PHOENIX (AP) — Corey Seager knows the illustrious names he’s next to: Sandy Koufax, Bob Gibson and Reggie Jackson.
“I don’t think you can ever fathom that,” he said. “It’s a pretty special group to be part of. ”
Seager joined those three Hall of Famers as a two-time World Series MVP, hitting 1,270 feet of home runs and getting a breakthrough single that lifted the Texas Rangers to their first title with a 5-0 victory over the Arizona Diamondbacks in Game 5 on Wednesday night.
“I don’t know what else to say about the man. He’s just incredible,” Rangers manager Bruce Bochy said. “You appreciate him even more when you get to see him on a daily basis how good this man is, how committed he is to winning.”

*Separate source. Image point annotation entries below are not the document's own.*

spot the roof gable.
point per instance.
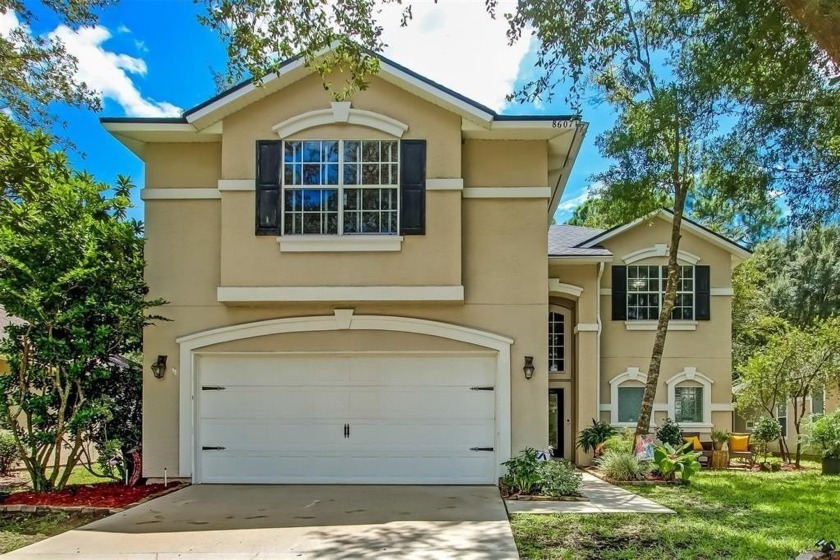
(716, 239)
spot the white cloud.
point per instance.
(569, 204)
(108, 73)
(8, 22)
(458, 45)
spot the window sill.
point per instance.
(651, 325)
(340, 243)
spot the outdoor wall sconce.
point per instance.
(159, 367)
(528, 368)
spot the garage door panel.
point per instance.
(410, 419)
(310, 468)
(280, 403)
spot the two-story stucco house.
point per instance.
(370, 292)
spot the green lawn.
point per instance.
(727, 514)
(21, 529)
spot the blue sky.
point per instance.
(153, 58)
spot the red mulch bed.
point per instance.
(105, 495)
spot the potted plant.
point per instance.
(719, 437)
(592, 437)
(822, 433)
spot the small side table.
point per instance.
(720, 460)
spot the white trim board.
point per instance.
(507, 192)
(339, 243)
(445, 184)
(343, 319)
(257, 294)
(179, 194)
(237, 184)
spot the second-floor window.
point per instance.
(340, 187)
(646, 293)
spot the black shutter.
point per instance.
(268, 187)
(702, 293)
(619, 293)
(413, 187)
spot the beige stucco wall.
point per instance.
(170, 165)
(495, 248)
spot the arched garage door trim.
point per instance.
(343, 319)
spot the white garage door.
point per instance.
(345, 419)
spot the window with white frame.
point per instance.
(818, 401)
(688, 404)
(781, 416)
(556, 342)
(629, 403)
(340, 187)
(646, 292)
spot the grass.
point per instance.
(21, 529)
(722, 514)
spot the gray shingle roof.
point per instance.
(563, 241)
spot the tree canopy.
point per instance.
(71, 272)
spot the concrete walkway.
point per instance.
(604, 498)
(282, 522)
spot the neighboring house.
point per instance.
(357, 290)
(822, 401)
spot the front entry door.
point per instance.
(556, 427)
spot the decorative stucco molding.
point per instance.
(555, 286)
(659, 250)
(340, 113)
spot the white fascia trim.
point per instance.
(507, 192)
(339, 293)
(724, 244)
(237, 184)
(342, 320)
(579, 260)
(340, 243)
(722, 291)
(555, 286)
(179, 194)
(453, 184)
(691, 374)
(340, 112)
(653, 325)
(659, 250)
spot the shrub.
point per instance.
(765, 430)
(669, 432)
(9, 453)
(623, 465)
(823, 434)
(618, 443)
(522, 473)
(558, 478)
(671, 462)
(592, 436)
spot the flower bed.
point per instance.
(106, 495)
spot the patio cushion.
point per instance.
(739, 444)
(695, 442)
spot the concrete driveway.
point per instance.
(281, 522)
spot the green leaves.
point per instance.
(71, 272)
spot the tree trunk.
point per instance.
(643, 426)
(821, 19)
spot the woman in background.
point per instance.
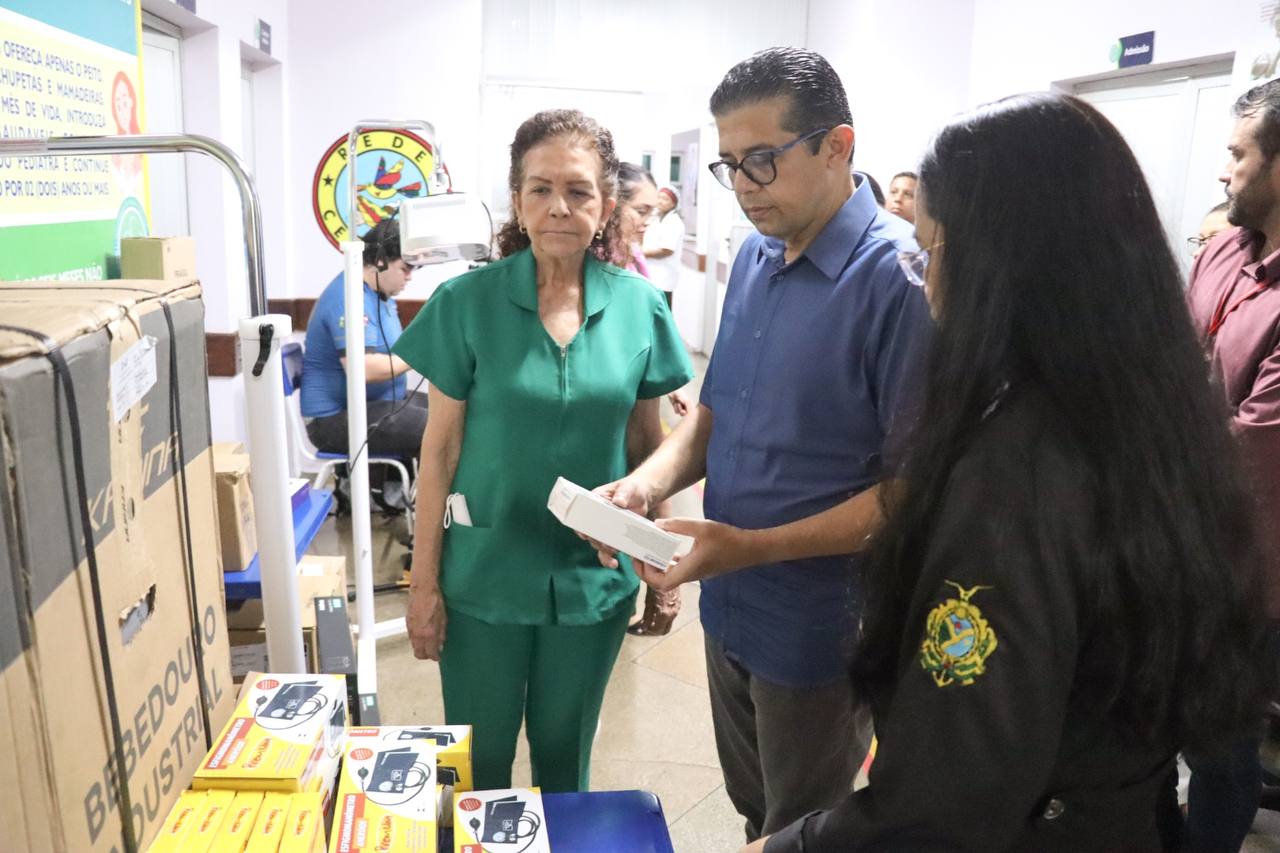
(638, 204)
(548, 363)
(1064, 593)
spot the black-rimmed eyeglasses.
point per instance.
(760, 167)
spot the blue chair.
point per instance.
(327, 463)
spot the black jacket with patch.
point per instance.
(987, 740)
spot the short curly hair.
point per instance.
(581, 129)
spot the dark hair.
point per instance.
(1264, 100)
(382, 242)
(816, 97)
(630, 177)
(874, 185)
(1057, 278)
(580, 129)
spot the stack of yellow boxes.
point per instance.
(266, 783)
(392, 788)
(227, 821)
(286, 735)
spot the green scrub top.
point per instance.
(536, 411)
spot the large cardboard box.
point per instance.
(55, 726)
(160, 258)
(236, 527)
(318, 578)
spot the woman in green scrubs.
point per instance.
(548, 363)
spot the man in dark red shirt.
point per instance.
(1234, 297)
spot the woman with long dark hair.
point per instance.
(1064, 592)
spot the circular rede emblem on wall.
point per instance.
(391, 165)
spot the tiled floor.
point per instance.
(656, 729)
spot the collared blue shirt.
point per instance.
(324, 381)
(814, 364)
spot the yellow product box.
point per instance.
(452, 749)
(388, 799)
(209, 821)
(182, 817)
(269, 826)
(282, 729)
(240, 821)
(324, 776)
(497, 820)
(304, 830)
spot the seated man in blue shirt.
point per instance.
(396, 419)
(819, 343)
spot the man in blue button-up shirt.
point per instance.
(813, 366)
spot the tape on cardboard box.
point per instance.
(73, 796)
(278, 734)
(388, 797)
(490, 820)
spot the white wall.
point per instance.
(905, 65)
(1018, 48)
(215, 42)
(912, 64)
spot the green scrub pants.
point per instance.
(552, 676)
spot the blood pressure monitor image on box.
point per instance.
(501, 821)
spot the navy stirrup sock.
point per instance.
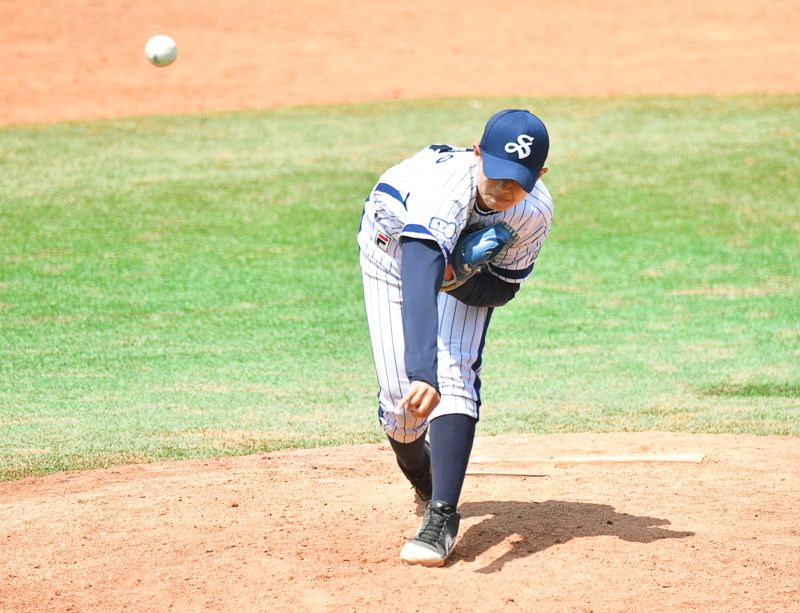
(451, 445)
(410, 456)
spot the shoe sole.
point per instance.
(412, 554)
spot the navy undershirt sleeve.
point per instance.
(422, 273)
(484, 289)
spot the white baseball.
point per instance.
(161, 50)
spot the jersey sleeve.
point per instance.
(438, 204)
(516, 263)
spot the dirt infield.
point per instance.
(321, 530)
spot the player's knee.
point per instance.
(404, 430)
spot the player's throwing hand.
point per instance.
(421, 399)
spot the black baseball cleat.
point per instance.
(436, 536)
(422, 482)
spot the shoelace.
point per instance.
(433, 528)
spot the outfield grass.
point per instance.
(188, 286)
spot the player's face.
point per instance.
(497, 194)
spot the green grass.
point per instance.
(180, 287)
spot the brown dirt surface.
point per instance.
(321, 530)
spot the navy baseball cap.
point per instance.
(514, 146)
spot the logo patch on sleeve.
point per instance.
(382, 240)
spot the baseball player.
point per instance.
(447, 236)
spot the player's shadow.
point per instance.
(539, 525)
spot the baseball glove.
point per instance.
(476, 249)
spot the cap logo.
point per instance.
(522, 147)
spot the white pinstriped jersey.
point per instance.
(433, 195)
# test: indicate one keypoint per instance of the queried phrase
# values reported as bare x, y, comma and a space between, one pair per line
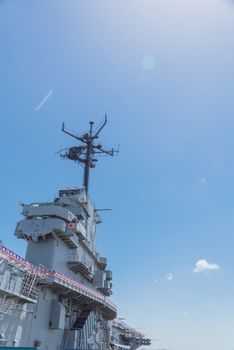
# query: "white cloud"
203, 265
169, 276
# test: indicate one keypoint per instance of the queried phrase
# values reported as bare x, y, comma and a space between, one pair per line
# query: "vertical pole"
88, 159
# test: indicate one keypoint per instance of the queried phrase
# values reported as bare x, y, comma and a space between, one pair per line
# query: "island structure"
58, 296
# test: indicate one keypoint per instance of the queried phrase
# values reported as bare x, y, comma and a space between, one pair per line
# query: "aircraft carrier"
58, 296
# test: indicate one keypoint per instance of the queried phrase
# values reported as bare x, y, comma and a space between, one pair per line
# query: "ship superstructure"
57, 297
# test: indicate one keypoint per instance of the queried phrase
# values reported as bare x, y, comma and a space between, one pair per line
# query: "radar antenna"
84, 153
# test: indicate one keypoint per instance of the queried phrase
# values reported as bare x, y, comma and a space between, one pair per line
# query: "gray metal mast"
84, 153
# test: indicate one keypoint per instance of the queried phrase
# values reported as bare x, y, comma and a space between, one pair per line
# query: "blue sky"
163, 72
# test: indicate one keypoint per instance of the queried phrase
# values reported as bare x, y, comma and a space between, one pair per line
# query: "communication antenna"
88, 148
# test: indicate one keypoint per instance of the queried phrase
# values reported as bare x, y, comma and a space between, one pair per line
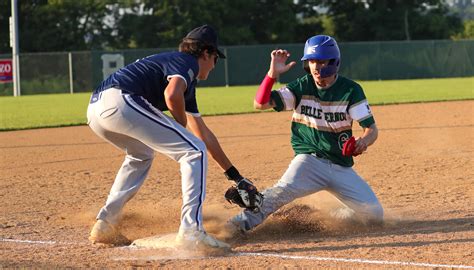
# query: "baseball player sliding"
126, 110
324, 105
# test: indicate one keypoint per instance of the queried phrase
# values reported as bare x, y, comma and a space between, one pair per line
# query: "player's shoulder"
301, 83
349, 82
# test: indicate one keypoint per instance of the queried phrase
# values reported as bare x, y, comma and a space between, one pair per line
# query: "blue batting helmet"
322, 47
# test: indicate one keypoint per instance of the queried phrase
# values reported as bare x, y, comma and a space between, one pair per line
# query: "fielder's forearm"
176, 108
264, 90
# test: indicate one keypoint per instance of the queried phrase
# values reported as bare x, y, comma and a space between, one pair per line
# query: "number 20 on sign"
6, 69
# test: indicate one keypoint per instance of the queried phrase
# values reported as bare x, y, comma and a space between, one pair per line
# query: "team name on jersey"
321, 115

Seager hit a trio of two-run homers against Arizona. His flair to punctuate the postseason with big hits has become as much a constant as his restrained on-field demeanor — one that broke briefly after his tying ninth-inning homer late in Game 1.
“That’s what you want to be, right? You want to go out there and compete and that’s it,” Seager said. “It doesn’t have to be flashy. Doesn’t mean you’re not trying. It’s just kind of how I’ve always played.”
Exactly what Texas hoped for when it signed him to a $325 million, 10-year deal to leave the Los Angeles Dodgers after the 2022 season. Rangers general manager Chris Young sold Seager on the vision of reviving a team that lost 102 games and had never won a World Series.
“It was definitely a drawing point for me,” Seager said. “I won in LA. They hadn’t won in 30 years (actually 32) and I saw what it did to a fan base. When I found out they had never won here, that was something that intrigued me, to be able to start at the bottom and try and build something and compete. And to be able to do it, it’s really satisfying.”
Seager ended Zac Gallen’s no-hit bid with a single to left through a hole in a shifted infield leading off the seventh inning and scored his team’s first run on Mitch Garver’s single. He has so tormented the Diamondbacks that manager Torey Lovullo wanted to drive the All-Star shortstop from the opposing dugout when Seager played for the division-rival Dodgers.
“I actually sent Seager a limousine to take him to the airport and bring him to Texas when I heard he was going. I wanted him out of the NL West so bad,” Lovullo said.
“No, of course not,” Lovullo said to laughter. “But I was thinking about it.”
Three years after earning World Series MVP for helping the Dodgers beat Tampa Bay, Seager boosted the Rangers to the first championship in the team’s 63 seasons. He had six RBIs against Arizona, finishing his postseason with a .318 average, six doubles, six homers, 15 walks and 12 RBIs in 17 games.
His career is in Mr. October territory: Seager has 19 homers and 48 RBIs in 78 postseason games, while Jacksom had 18 homers and 48 RBIs in 78 games.
Seager sent Paul Sewald’s first-pitch fastball 418 feet into the the right-field seats to tie Friday’s opener, and Texas went on to win 6-5 on Adolis García’s 11th-inning homer. Seager hit Brandon Pfaadt’s first-pitch changeup 421 feet to right to build a three-run, third-inning lead in Game 3 Monday, and followed with a 431-foot drive to center on a 1-0 Kyle Nelson slider that boosted the Diamondbacks ahead 5-0 in the second inning of Game 4 Tuesday.
“We threw a gutter ball, basically, down the middle,” said Lovullo, who elected not to intentionally walk Seager. “I’ve got to be better at making that decision.”
Seager’s Game 3 drive left the bat at 114.5 mph, the hardest-hit World Series homer since Statcast started tracking in 2015. Seager also made a sliding stop at short and a backhand flip to Semien for a key double play in the eighth inning of Game 3.
“I wish I could do the things he can do,” second baseman Marcus Semien said. “I’m in the cage. I’m on the field. I’m doing all this stuff just to be ready to compete. Corey, he gets his position right, and he sees the ball right, and his swing is on point, watch out. And when the playoffs start, it’s to another level.”
A four-time All-Star at age 29, Seager is publicly undemonstrative. Not so in the confines of the clubhouse, where he is a regular card player.
“Just a solid person that plays the game right, and that’s playing to win. That’s the only thing on his mind, doing whatever it takes to win that ballgame,” Bochy said. “He wants everybody to play the same way, too. And he’ll say something if that’s not the case.”